For local Pulsar clusters without authentication, skip the Secret and remove authPluginClassName, authParams, and envFrom from the ConfigMap and Pipeline.


3. Create the Pipeline

Update the image field to the version you want (from Quay.io tags or a locally built image). Make sure the args under the sink vertex match the file path in the ConfigMap.

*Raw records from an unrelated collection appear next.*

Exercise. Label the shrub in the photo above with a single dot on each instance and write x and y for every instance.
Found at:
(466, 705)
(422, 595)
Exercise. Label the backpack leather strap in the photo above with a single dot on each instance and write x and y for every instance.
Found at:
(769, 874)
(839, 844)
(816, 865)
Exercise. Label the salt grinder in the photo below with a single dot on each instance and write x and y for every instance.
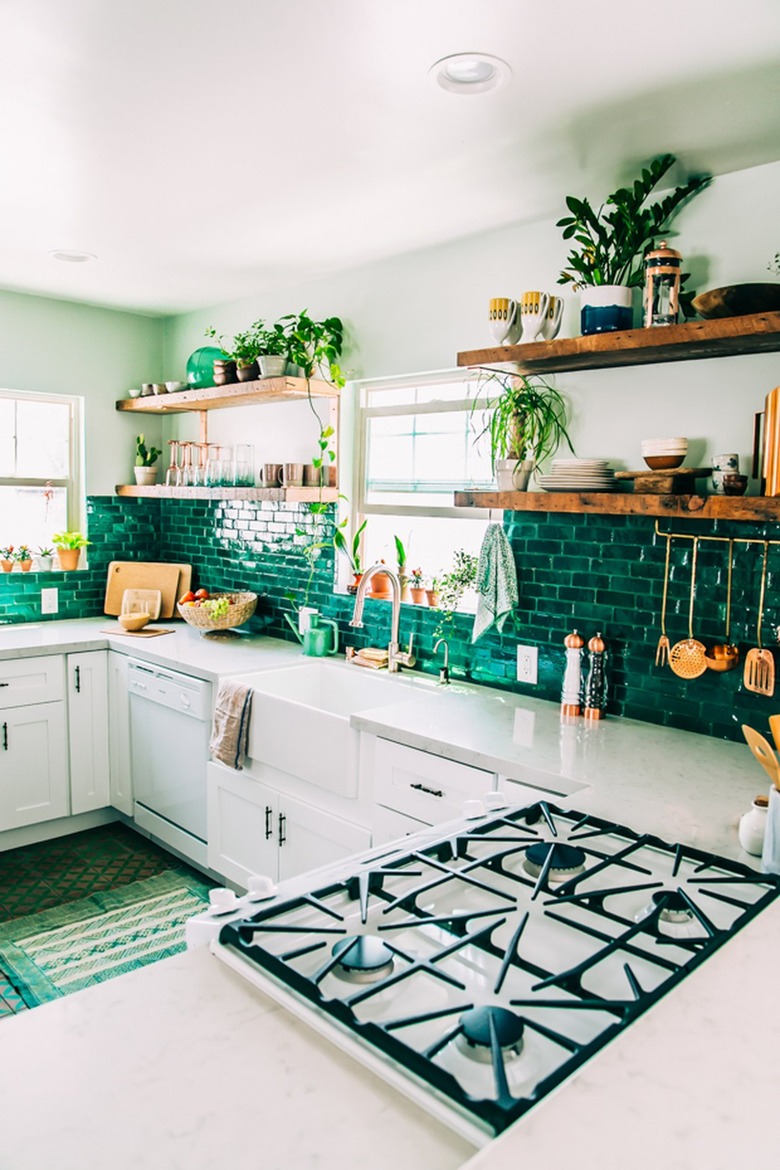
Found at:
(662, 286)
(595, 685)
(570, 699)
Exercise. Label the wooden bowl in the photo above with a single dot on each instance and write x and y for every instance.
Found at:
(663, 462)
(738, 301)
(133, 621)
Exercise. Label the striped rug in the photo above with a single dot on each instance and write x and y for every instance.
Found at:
(56, 951)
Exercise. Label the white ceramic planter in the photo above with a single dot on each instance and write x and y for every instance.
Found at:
(606, 308)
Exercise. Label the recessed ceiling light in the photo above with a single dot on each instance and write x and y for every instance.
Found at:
(470, 73)
(70, 256)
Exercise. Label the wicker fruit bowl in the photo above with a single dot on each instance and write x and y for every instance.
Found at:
(241, 608)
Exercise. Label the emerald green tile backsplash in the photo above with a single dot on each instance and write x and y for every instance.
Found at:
(586, 572)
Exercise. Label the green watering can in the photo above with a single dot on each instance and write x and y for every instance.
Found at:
(322, 637)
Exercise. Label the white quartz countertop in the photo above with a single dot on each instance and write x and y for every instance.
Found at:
(183, 1065)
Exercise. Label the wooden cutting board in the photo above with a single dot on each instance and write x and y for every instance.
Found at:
(171, 579)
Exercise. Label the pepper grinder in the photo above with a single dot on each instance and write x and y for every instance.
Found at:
(570, 699)
(595, 685)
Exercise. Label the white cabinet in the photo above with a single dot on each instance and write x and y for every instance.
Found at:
(33, 742)
(88, 720)
(254, 828)
(121, 765)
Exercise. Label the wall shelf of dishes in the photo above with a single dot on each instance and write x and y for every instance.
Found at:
(720, 337)
(626, 503)
(304, 495)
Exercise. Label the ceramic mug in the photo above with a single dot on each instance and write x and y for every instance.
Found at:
(271, 475)
(291, 475)
(503, 318)
(553, 316)
(533, 310)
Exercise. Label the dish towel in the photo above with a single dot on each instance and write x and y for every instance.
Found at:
(230, 730)
(496, 582)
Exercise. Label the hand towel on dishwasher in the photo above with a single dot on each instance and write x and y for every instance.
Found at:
(230, 731)
(496, 582)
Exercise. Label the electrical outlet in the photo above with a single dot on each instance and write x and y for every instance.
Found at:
(527, 665)
(49, 600)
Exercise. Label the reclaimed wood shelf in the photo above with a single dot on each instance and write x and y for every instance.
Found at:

apiVersion: numaflow.numaproj.io/v1alpha1
kind: Pipeline
metadata:
  name: raw-producer-pipeline
spec:
  vertices:
    - name: in
      source:
        generator:
          rpu: 1
          duration: 10s
          msgSize: 10
    - name: out
      volumes:
        - name: pulsar-config-volume
          configMap:
            name: byte-arr-producer-config
            items:
              - key: application.yml
                path: application.yml
      sink:
        udsink:
          container:
            image: apache-pulsar-java:v0.3.0
            args: ["--config=file:/conf/application.yml"]
            imagePullPolicy: Never
            env:
              # Uncomment to enable debug-level per-message logs
              # - name: LOGGING_LEVEL_IO_NUMAPROJ_PULSAR
              #   value: "DEBUG"
              # Uncomment to switch from JSON to plain-text log output
              # - name: NUMAFLOW_DEBUG
              #   value: "true"
            envFrom:
              - secretRef:
                  name: pulsar-producer-auth-secret
            volumeMounts:
              - name: pulsar-config-volume
                mountPath: /conf
  edges:
    - from: in
      to: out

4. Observe the messages

Wait for the pipeline to be up and running. Messages will be published to the topic configured in producerConfig.topicName.